The 27-year-old from Sydney, who grew up in Canberra, seems built for the rough and tumble of start-up life, covering 30km a day for two months on last year's Gobi trek while wearing the same clothes and watching fellow trekkers pull out due to sickness and injury along the way.
"This is tough, really tough, but what doesn't kill you ... yes, I feel much much stronger," she wrote in a blog post about her journey.
FlightFox was among the latest round of companies in the Australian start-up incubator, Startmate, but moved to the US within three months of incorporation.
It has now been accepted into the YCombinator mentoring program in Silicon Valley, which other Australians such as 99dresses founder Nikki Durkin have already participated in.
McLeod has just raised $800,000 in financing, and while many entrepreneurs have complained about being unable to find funding in Australia, half of the $800,000 came from Australian investors including Mick Liubinskas from Pollenizer.
Australian travel startups are taking off, with Melbourne-based travel search engine Rome2Rio securing $450,000 last month from Australian and overseas investors. Unlike other travel search sites, Rome2Rio includes not only flights but options for train, bus, ferry and driving.
Rome2Rio is remaining a Melbourne-based company - "US investors we spoke to all wanted us to relocate - but we wanted to stay in Melbourne," said CEO Rod Cuthbert - but Flightfox won't be heading back to Australia any time soon. Like all the other Startmate companies in the latest batch, they've incorporated in the US.
"It's not about the money, it's not about a labor shortage, and it certainly isn't about access to foreign markets," said McLeod, who has previously created and sold another travel site, Globetrooper.
"Instead, this supposed 'brain drain' is all about Silicon Valley having the richest and most meritocratic startup culture on the planet. If you care at all about tech startups, it just makes sense to spend time here.
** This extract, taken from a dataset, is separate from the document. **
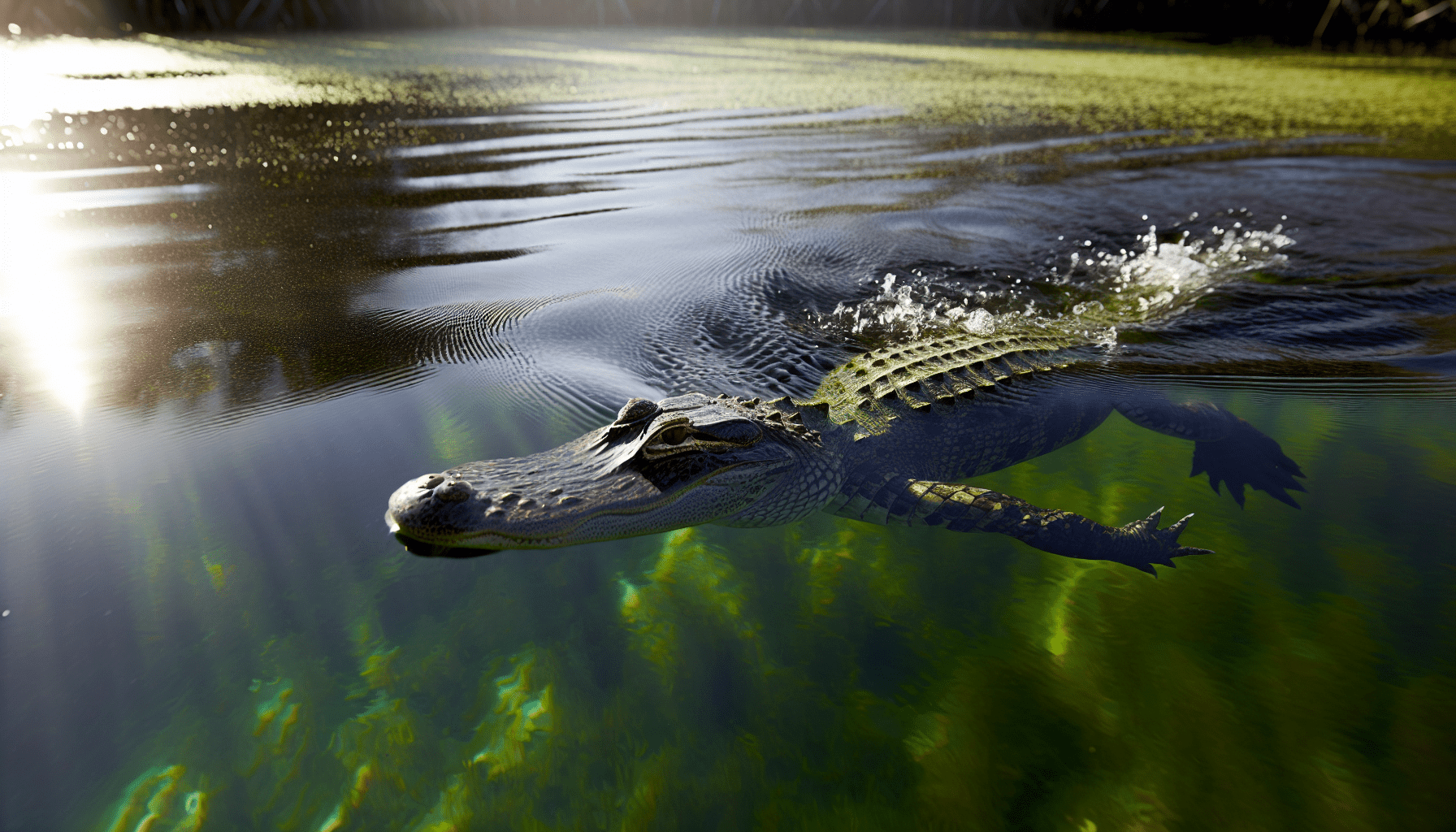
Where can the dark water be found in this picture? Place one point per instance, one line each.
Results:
(214, 376)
Imagine learning French and never travelling to France."
McLeod says she has travelled far and wide across six continents - the Gobi Desert trek covered over 1600km - but she had always had difficulty navigating the maze of airlines for each country and figuring out how to secure the best deals.
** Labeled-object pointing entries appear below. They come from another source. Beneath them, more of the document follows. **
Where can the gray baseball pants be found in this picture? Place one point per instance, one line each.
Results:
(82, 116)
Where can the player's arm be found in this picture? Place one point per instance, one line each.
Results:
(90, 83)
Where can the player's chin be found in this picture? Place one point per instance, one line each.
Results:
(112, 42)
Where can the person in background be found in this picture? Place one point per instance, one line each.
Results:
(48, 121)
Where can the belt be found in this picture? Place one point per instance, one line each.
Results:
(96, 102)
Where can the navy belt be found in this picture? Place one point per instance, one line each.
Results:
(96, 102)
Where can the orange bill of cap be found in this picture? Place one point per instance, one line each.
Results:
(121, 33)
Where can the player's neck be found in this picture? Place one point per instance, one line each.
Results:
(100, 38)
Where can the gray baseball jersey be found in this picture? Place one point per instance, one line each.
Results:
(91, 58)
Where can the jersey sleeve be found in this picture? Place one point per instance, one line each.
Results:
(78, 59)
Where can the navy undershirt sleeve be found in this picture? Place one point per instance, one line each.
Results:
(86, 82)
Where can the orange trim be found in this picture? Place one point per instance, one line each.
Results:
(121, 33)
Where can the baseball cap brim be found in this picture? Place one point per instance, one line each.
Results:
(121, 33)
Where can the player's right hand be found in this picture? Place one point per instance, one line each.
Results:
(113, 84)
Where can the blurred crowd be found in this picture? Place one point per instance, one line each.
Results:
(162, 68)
The idea for FlightFox came while McLeod was in La Paz, the capital of Bolivia.
"I envisaged flight experts all over the world competing against one another to find me the absolute best flight," she said.
"They'd use industry software, local offers, and tricks of the trade to uncover the lowest prices."
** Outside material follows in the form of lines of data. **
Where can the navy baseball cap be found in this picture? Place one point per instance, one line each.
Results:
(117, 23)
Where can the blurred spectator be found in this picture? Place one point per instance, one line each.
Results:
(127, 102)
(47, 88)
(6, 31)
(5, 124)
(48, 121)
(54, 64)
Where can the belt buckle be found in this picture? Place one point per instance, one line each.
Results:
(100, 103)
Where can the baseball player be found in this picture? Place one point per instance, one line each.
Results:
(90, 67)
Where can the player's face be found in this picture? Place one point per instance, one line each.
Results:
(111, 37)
So that's exactly what she built, with fellow Australian co-founder Todd Sullivan.
Users enter their trip details and commit a small finder's fee of $29 for simple flights or $49 and upwards for complex flights.
The experts in the FlightFox community then compete against one another to find you the best flight. Since they work for a fixed fee and not commissions they are able to recommend airlines that don't pay commissions, such as budget providers.
McLeod says the other big advantage of FlightFox is that it uses humans to find the deals, not machines. She says regular flight search algorithms only work for the simplest of flights.
To illustrate, she gave the example of a June 2012 trip from Taiwan to Denmark, Denmark to France, then back to Taiwan. Expedia quoted $5,881, Kayak couldn't handle the query, a travel agent quoted $2950 and a Flightfox expert found a deal (with a more convenient route) for $1490.
The most interesting FlightFox customer request, McLeod said, came from someone wanting to move to another country with three cats.
"Imagine trying to achieve this with a flight website or travel agent.
The amount of effort in learning the rules about traveling with cats far outweighs the potential commissions," she said.
"But this is the beauty of crowd-sourcing. A number of Flightfox experts had travelled with pets. They knew all the regulations to help the flyer book quickly and inexpensively."